# Five Ways to make Five different girls scream



## TempusFugit (Feb 26, 2010)

I wrote this on this bus today...hope someone likes it. 



1. High Maintenance Gal Scream
Tell her in your sexiest voice that her latest hair coloring treatment didn't work out so well and that her blonde highlights actually look a little orange in sunlight. In addition, you may want to mention that you've lost your job and will no longer be able to provide her with the finest frippery available to man. She'll just have to make do with the real you. Cover your ears - glass will break with her shrill scream, and she'll leave tire marks getting out of your front door.


2. Sexy as Hell Gal Scream
She wears the hottest leather and lace to the bedroom, and makes you breathe hot and heavy with a glance from her sultry come fuck me eyes. If you want to hear this hottie scream, put your 6 inches away and tell her she's gained a few. Her wail of desperate fear will make all the neighborhood dogs howl in sync. Evil laugh when you tell her that Sally Sue from work showed you her garter today.

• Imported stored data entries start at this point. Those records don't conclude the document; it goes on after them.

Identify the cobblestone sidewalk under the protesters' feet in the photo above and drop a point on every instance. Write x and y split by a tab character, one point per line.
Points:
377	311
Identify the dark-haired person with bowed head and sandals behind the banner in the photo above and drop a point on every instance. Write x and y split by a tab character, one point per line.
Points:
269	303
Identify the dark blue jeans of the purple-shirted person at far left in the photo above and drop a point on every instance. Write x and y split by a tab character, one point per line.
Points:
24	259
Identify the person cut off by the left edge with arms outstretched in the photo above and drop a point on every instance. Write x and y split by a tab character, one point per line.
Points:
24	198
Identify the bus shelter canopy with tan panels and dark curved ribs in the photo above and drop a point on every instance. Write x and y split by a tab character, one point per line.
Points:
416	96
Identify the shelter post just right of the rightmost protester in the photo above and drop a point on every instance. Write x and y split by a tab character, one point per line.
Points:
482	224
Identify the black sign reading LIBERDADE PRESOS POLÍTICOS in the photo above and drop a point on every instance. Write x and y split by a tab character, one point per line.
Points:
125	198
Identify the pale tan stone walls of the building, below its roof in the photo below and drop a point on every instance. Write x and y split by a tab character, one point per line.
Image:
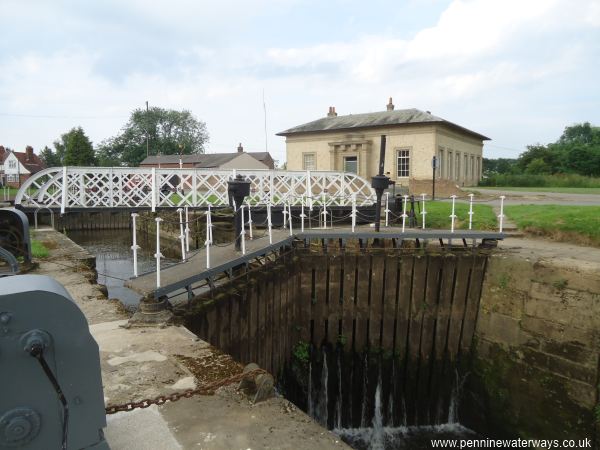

3. College Drunk as Hell Gal Scream
Pour another jagerbomb down her throat and listen to her gurgle. When she sits upright and then projectile vomits all over your nice leather sofa, be sure to hold her hair, she'll find that sexy. Rub her back, her sides, then lean in and say "there's no more beer." She scream like a banshee who just realized someone poured rosepetals over her grave. Cover your ears or you'll go deaf.


4. Treehugger gal Scream
Wear a leather loincloth and leave all the lights on and turn the heat up on high, and leave the water running in the bathroom. She weep till dawn and make these sad little puppy noises.


5. Angry bitter gal Scream
The one you wanna bed with so much force, because you think you're the one who can turn her around. Drown her in romance and sweetness, be the man she's always wanted. Be true to her for months on end, buy the ring that glitters more than the sun on a hot July afternoon. Ask her to marry you on a park bench with flowers and birds, and other woodland creatures running about - and she'll scream in pure happy. (not the ending you thought, huh?)


----------



## Selene (Aug 2, 2009)

That's even more hilarious because you wrote it on the bus. Like, were you just looking around at people and thinking, "Oh yeah, that bitch would scream like this. Yes...yes! [lightbulbs going off] It all makes sense now!"


----------



## angularvelocity (Jun 15, 2009)

Lol @ 3.

Hey Selene, glad to see you're back.


----------



## selchiechildofcassandra (Feb 23, 2010)

Ahahaha. I liked it.


----------



## Marco Antonio (Nov 25, 2008)

You seem to have an useful way of thinking, i'm thinking on ways of how you could be useful for plotting; do you like plotting?


----------



## twisted4000 (Mar 31, 2010)

LOL this was too good man. keep up the good work


----------



## jack london (Aug 27, 2010)

Awesome job. Very creative


----------



## Zugzwang (Aug 21, 2010)

Or a huge butcher knife. That also makes boys scream like girls.


----------



## Sagal Abdullahi Haji (Jun 6, 2011)

LOL the one that would make me scream is 5 XD overall this is funny


----------



## projectGavy (Apr 28, 2013)

thats cute especially the last one


----------